The state's largest business organization is urging lawmakers to concentrate on education and job training, transportation, keeping business costs low, upgrading technology and revitalizing urban areas.
CBIA President Kenneth O. Decko called for continued cooperation between the business community and the executive and legislative branches of state government, as well as innovative thinking that stresses flexibility in government.
CBIA proposes addressing the shortage of skilled workers, especially in economic sectors such as manufacturing and information technology, through greater involvement by institutions of higher learning and improved collaboration with Connecticut businesses and existing job-training programs. The group also wants legislators to increase the supply of IT workers by creating a scholarship program for engineering students in the state and by increasing all students' access to computers.
The state's Department of Transportation (DOT), CBIA officials said, should develop a new mission focusing on transportation as an engine of economic growth. This would include a long-term strategic plan to make Bradley International Airport a best-in-class airport.
The business group naturally opposes any legislative efforts to impose new mandates on businesses, as well as measures that would drive up costs of health care, workers and unemployment compensation.

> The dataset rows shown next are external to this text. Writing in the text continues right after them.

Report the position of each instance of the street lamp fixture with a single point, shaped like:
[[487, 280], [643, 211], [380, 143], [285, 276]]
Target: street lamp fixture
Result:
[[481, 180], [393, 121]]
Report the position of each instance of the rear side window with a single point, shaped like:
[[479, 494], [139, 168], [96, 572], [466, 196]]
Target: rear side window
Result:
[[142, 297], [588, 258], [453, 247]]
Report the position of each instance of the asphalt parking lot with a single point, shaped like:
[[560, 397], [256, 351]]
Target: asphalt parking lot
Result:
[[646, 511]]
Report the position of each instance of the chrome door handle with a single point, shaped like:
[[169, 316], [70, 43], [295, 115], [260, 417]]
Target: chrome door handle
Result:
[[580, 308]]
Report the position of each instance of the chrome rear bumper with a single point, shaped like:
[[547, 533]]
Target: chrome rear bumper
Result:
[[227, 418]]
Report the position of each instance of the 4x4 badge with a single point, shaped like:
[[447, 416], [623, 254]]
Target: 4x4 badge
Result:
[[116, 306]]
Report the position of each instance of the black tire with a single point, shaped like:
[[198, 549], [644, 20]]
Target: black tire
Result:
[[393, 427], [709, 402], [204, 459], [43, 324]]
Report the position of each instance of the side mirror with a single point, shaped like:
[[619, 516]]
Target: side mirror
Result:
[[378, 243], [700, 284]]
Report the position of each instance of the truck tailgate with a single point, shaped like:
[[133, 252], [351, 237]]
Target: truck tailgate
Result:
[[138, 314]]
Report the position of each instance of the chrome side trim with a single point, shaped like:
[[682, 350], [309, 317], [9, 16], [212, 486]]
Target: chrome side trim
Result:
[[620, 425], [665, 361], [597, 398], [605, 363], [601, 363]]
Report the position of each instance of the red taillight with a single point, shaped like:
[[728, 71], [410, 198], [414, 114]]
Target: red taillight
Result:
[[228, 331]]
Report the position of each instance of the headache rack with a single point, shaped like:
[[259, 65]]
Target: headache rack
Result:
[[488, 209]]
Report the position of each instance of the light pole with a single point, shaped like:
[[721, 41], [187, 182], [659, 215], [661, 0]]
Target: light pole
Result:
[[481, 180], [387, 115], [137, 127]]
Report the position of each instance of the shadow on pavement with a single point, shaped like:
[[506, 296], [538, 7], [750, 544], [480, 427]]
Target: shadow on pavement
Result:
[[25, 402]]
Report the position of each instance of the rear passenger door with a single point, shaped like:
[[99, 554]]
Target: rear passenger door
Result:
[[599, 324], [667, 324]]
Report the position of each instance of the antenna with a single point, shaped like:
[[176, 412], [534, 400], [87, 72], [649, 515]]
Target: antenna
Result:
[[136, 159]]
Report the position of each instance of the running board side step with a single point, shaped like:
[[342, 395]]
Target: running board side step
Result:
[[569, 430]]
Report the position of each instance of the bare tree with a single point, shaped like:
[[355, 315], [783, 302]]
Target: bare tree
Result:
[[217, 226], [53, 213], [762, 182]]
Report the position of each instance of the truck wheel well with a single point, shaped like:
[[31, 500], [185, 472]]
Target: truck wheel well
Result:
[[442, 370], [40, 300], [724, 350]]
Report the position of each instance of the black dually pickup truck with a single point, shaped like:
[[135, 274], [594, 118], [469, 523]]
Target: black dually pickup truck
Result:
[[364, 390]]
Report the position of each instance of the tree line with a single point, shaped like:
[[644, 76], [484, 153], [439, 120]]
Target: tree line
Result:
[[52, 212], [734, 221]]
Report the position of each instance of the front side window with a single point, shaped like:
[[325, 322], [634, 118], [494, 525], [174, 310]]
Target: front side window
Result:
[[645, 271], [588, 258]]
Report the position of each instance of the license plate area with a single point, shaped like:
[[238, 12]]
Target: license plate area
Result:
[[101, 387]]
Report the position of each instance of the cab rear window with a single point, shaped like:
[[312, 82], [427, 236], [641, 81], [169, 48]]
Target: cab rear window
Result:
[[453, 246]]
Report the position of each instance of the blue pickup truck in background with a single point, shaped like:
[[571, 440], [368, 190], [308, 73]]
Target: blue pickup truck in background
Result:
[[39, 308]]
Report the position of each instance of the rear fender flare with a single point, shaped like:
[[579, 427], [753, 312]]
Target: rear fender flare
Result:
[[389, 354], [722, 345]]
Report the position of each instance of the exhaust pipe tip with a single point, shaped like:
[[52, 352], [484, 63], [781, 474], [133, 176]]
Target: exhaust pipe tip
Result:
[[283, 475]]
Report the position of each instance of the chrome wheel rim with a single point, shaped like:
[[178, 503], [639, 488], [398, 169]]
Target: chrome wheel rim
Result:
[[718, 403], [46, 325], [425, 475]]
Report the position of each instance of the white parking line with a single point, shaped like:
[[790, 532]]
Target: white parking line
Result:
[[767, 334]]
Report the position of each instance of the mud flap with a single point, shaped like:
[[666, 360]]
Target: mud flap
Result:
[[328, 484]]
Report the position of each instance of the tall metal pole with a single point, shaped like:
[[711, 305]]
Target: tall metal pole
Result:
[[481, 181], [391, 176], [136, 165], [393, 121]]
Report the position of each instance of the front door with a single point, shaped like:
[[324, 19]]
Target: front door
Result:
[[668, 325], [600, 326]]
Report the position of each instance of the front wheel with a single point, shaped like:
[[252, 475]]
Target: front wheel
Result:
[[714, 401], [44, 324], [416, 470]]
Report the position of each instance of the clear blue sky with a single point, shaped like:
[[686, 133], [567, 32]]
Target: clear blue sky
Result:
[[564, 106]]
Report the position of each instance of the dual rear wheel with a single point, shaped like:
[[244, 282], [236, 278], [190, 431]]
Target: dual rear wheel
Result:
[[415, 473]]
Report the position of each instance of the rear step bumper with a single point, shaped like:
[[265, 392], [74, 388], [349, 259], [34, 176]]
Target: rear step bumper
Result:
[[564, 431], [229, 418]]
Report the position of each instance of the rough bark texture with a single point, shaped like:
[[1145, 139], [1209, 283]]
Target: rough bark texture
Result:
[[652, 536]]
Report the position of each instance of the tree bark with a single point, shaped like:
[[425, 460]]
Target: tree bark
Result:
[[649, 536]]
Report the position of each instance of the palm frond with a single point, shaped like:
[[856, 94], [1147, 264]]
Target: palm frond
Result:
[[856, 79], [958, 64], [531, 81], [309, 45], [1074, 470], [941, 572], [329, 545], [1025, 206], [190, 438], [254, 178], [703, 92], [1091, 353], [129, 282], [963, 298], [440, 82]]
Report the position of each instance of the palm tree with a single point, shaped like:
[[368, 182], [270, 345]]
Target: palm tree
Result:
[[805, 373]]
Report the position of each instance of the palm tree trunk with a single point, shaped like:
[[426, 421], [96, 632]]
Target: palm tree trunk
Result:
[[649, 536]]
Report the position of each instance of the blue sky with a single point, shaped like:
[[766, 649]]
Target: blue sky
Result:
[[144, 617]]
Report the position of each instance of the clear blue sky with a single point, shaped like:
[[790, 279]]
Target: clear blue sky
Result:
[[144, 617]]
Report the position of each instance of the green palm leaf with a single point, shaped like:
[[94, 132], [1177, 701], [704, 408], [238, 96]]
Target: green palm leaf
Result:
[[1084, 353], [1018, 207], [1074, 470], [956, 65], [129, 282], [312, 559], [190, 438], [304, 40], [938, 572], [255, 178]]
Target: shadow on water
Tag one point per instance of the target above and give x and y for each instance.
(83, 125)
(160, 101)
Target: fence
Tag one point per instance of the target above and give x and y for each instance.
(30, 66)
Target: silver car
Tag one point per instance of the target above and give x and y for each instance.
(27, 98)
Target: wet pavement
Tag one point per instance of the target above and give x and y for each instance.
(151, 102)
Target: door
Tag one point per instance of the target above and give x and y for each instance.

It calls for lower business taxes and elimination of the sales and use tax on computer and data-processing services.
In technology, CBIA wants the state to help develop smart buildings and business parks with access to an array of new technologies to help businesses grow. According to CBIA Executive Vice President John R. Rathgeber, this is already being done in other states such as Maryland. Connecticut must follow suit, he says, if it wishes to be competitive.
The group's urban agenda involves support for public-private partnerships and tax incentives to encourage new economic development as well as to clean up abandoned industrial sites (see related story, page 16).